The optional `XMLNAMESPACES` clause gives a comma-separated list of namespace definitions, where each `namespace_uri` is a `text` expression and each `namespace_name` is a simple identifier. It specifies the XML namespaces used in the document and their aliases. A default namespace specification is not currently supported.
The required `row_expression` argument is an XPath 1.0 expression (given as `text`) that is evaluated, passing the XML value `document_expression` as its context item, to obtain a set of XML nodes. These nodes are what `xmltable` transforms into output rows. No rows will be produced if the `document_expression` is null, nor if the `row_expression` produces an empty node-set or any value other than a node-set.

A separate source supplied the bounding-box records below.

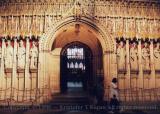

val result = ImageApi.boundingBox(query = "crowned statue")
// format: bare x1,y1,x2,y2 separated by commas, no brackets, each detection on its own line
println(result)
117,41,126,70
142,42,150,70
5,40,13,68
154,43,160,70
130,42,138,70
30,42,38,69
17,40,26,69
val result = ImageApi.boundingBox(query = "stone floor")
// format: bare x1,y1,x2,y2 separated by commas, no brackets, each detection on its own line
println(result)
0,109,160,114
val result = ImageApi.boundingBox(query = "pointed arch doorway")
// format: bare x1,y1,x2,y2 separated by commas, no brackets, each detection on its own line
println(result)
60,41,93,93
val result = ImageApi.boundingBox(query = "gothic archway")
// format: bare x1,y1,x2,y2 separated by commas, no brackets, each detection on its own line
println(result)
39,17,114,101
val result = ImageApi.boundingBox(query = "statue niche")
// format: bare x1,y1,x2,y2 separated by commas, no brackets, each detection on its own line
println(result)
154,43,160,71
130,42,138,71
0,46,2,68
142,42,150,70
30,41,38,69
117,41,126,71
5,40,13,69
17,40,26,69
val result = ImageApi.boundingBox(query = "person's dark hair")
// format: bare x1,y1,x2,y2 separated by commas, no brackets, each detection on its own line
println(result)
112,78,117,83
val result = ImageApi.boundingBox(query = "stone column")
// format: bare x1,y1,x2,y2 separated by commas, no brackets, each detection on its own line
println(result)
103,51,110,100
137,39,144,100
149,39,156,88
24,37,31,99
0,38,6,100
11,38,18,100
125,39,131,88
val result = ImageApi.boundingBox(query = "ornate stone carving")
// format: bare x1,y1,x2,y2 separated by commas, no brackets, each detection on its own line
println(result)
130,42,138,71
117,41,126,70
30,42,38,69
17,40,26,69
142,42,150,70
5,40,13,68
154,43,160,70
0,46,2,68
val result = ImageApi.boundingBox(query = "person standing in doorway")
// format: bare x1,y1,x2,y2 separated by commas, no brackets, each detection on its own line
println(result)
110,78,120,113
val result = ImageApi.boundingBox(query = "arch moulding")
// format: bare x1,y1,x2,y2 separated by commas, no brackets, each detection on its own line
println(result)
39,16,114,53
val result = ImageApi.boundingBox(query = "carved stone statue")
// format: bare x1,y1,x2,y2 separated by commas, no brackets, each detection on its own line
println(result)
142,42,150,70
0,46,2,67
117,41,126,70
5,40,13,68
130,42,138,70
154,43,160,70
17,40,26,69
30,42,38,68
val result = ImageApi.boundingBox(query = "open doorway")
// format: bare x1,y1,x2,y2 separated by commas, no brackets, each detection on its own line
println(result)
60,41,93,93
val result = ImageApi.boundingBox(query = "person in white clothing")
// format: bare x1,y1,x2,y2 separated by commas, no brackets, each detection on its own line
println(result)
110,78,119,100
110,78,120,113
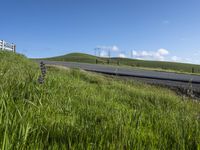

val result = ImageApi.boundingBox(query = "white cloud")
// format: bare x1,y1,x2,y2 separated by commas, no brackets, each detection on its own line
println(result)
132,48,169,61
157,48,169,56
118,53,126,58
111,45,119,51
162,20,170,24
100,51,108,57
171,56,181,62
97,45,119,52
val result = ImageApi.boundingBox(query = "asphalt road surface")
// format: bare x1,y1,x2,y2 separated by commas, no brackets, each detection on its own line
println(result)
37,60,200,93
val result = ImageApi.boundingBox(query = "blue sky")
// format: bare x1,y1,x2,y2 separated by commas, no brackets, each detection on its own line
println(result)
0,0,200,64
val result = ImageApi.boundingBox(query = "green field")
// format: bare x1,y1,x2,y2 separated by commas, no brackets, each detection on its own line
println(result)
0,51,200,150
44,53,200,74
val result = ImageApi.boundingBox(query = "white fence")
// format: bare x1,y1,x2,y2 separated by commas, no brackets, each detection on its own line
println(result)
0,40,16,52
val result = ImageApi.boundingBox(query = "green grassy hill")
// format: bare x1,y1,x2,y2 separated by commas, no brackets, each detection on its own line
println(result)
45,53,200,73
0,51,200,150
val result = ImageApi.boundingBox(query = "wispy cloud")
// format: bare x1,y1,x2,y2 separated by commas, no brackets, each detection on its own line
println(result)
118,53,126,58
96,45,119,52
162,20,170,25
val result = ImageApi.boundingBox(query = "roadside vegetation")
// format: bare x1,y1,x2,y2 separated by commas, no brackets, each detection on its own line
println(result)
41,53,200,75
0,51,200,150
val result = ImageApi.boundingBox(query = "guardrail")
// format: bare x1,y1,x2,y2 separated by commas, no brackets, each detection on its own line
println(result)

`document_expression` provides the context item for the `row_expression`. It must be a well-formed XML document; fragments/forests are not accepted. The `BY REF` and `BY VALUE` clauses are accepted but ignored, as discussed in [Section D.3.2](xml-limits-conformance.md#functions-xml-limits-postgresql).
In the SQL standard, the `xmltable` function evaluates expressions in the XML Query language, but PostgreSQL allows only XPath 1.0 expressions, as discussed in [Section D.3.1](xml-limits-conformance.md#functions-xml-limits-xpath1).
The required `COLUMNS` clause specifies the column(s) that will be produced in the output table. See the syntax summary above for the format. A name is required for each column, as is a data type (unless `FOR ORDINALITY` is specified, in which case type `integer` is implicit). The path, default and nullability clauses are optional.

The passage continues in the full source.